I drew off a quart the first time and put it into a pot. I held it around 175 for the duration of the day (although this first draw accidentally got boiled without paying attention). The second draw was 3-4 quarts and added to that first draw, again held at 175 (successfully this time).

Oginme said:
I think this is the step that needs to be addressed in BeerSmith in order to give proper temperatures for additional infusions.

I definitely agree with this. Because of my system, I couldn't do additional infusions as a traditional turbid does so I used decoction. I usually draw a little more for the decoction than Beersmith says because (a) my mash will lose a couple degrees from drawing off some, and (b), I'd rather over shoot a few degrees and stir down to target than fall short and try to get it back up.

Oginme said:
I was able to construct a step infusion mash profile which would possibly work, but again, it is trying to appropriately estimate the temperature of the next infusion which would give me pause in trusting the software.

Yeah in this case, I'll use Brewer's Friend or Green Bay Rackers mash calculator for hitting a target temp with an infusion if I'm doing something weird with my mash. Perhaps that not very accurate though, either?
 
Excellent notes.
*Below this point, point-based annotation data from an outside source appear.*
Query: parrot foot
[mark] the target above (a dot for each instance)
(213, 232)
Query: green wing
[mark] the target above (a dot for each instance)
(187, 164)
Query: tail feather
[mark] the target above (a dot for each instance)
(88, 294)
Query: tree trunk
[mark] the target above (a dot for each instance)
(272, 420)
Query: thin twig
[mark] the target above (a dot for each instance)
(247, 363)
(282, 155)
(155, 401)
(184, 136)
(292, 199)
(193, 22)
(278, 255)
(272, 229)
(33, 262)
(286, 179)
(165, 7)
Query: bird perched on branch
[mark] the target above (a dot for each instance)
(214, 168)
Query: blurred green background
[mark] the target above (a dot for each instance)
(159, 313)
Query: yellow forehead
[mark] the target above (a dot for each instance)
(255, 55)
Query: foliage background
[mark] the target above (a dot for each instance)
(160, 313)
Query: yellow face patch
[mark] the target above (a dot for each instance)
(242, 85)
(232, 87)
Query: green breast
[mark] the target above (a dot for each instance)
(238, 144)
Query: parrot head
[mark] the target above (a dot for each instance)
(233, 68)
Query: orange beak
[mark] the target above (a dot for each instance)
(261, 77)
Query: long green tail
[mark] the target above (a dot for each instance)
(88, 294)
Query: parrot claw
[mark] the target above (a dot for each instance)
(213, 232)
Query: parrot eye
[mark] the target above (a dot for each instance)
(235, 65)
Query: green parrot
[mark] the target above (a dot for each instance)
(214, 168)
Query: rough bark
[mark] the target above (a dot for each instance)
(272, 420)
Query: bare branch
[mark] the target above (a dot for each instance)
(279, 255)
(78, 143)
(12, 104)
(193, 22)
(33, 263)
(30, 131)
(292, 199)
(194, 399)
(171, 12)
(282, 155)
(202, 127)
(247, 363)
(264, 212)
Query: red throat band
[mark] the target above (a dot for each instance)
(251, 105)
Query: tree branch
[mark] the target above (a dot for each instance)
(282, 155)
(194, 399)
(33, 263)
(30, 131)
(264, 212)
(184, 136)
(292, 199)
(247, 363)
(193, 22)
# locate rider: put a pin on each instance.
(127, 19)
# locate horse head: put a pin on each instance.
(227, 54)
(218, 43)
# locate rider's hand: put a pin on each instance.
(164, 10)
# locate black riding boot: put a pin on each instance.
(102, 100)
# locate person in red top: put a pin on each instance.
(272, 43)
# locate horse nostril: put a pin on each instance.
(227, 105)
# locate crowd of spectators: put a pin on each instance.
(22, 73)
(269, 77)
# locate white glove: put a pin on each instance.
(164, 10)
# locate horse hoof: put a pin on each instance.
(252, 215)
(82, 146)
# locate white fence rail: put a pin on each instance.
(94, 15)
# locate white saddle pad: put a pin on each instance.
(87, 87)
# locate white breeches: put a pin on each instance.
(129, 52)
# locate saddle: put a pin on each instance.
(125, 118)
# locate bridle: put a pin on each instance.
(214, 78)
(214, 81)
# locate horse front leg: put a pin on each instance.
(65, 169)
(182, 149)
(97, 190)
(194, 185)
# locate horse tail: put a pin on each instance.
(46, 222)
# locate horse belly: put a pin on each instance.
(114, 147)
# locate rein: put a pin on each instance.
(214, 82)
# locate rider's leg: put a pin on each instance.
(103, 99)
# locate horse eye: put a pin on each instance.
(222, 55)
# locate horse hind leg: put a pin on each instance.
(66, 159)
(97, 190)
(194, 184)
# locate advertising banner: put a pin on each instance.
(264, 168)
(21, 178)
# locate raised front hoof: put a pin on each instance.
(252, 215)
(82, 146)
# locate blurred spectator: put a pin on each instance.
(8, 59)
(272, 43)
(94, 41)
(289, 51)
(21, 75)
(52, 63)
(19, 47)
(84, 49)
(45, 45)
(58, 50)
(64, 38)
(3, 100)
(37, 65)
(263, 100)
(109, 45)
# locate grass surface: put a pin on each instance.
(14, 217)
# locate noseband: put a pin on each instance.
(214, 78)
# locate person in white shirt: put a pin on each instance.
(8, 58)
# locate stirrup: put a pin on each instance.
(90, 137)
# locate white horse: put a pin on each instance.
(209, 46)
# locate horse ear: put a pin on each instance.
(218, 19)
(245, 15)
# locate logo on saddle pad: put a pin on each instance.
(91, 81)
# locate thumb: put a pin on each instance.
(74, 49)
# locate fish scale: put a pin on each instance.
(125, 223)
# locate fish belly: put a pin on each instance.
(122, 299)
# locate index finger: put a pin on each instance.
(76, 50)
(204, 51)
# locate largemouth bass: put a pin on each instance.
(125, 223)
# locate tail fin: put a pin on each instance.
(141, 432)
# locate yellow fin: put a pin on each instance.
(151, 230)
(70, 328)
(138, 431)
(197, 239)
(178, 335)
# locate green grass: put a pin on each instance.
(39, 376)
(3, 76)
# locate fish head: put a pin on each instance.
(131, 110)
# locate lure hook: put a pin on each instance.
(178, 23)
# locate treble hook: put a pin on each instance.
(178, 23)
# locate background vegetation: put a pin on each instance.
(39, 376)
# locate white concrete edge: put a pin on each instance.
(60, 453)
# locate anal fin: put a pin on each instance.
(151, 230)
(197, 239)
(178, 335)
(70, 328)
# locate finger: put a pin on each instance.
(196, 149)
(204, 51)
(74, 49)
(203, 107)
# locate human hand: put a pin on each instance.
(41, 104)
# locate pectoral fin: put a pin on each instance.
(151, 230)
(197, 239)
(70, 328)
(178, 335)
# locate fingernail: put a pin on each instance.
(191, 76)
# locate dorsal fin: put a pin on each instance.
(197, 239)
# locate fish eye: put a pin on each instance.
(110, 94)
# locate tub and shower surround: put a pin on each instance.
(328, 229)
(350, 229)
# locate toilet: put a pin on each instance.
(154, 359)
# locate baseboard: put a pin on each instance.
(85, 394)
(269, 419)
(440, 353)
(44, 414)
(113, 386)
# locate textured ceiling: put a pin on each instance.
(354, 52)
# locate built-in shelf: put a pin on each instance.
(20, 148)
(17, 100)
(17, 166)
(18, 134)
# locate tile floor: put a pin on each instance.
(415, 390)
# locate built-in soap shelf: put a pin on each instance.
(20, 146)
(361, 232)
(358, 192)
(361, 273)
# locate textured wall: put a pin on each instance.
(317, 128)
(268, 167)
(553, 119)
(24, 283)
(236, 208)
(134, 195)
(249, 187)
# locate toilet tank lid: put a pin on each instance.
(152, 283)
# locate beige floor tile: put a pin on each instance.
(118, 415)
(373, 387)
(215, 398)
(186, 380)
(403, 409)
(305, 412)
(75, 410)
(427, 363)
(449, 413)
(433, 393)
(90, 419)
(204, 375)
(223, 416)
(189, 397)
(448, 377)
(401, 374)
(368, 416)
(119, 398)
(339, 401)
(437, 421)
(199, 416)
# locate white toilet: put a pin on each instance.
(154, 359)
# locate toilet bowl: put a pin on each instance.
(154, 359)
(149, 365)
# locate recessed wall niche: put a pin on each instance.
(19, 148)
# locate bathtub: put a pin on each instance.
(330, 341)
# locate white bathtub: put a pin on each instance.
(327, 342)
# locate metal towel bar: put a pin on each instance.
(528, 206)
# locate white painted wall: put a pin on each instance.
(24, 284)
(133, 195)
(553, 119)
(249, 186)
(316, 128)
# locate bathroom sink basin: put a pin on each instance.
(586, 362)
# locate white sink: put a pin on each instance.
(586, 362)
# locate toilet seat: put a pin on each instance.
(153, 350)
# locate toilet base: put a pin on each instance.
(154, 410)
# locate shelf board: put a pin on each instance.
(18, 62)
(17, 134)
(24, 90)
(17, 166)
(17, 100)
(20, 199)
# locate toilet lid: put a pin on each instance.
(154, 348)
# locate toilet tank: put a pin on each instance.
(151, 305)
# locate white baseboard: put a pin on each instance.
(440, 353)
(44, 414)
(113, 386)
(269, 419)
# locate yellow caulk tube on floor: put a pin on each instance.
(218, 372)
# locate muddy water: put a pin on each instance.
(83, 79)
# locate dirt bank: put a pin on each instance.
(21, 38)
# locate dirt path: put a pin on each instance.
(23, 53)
Thanks everyone!

For now I suspect that I will use a profile based on the new RIMS/HERMS Temp Type profiles with a schedule much like bobo1898's (which seems to loosely follow Sparrows "wildBrews", pg 141 (and many similar from the web)) and will use the notes to indicate the wort I draw off and put in a fourth pot to be heated to 190?F denature the enzymes.

The challenge for Brad is that this sort of a profile is not linear in that the extracted wort is accumulated alongside the proceeding mash and added back in at sparge. Even decoction steps proceed linearly as I understand them. It would be cool to have it in the tool, but, for now, the notes will certainly do.

2018-11-17: Additional note: the traditional use of very small amounts of liquor would cause me to not be able to use the RIMS. I suspect that I will use infusion until it's time for vorlauf, or maybe mash-out. Still thinking on the details and trying things in BeerSmith. Cheers!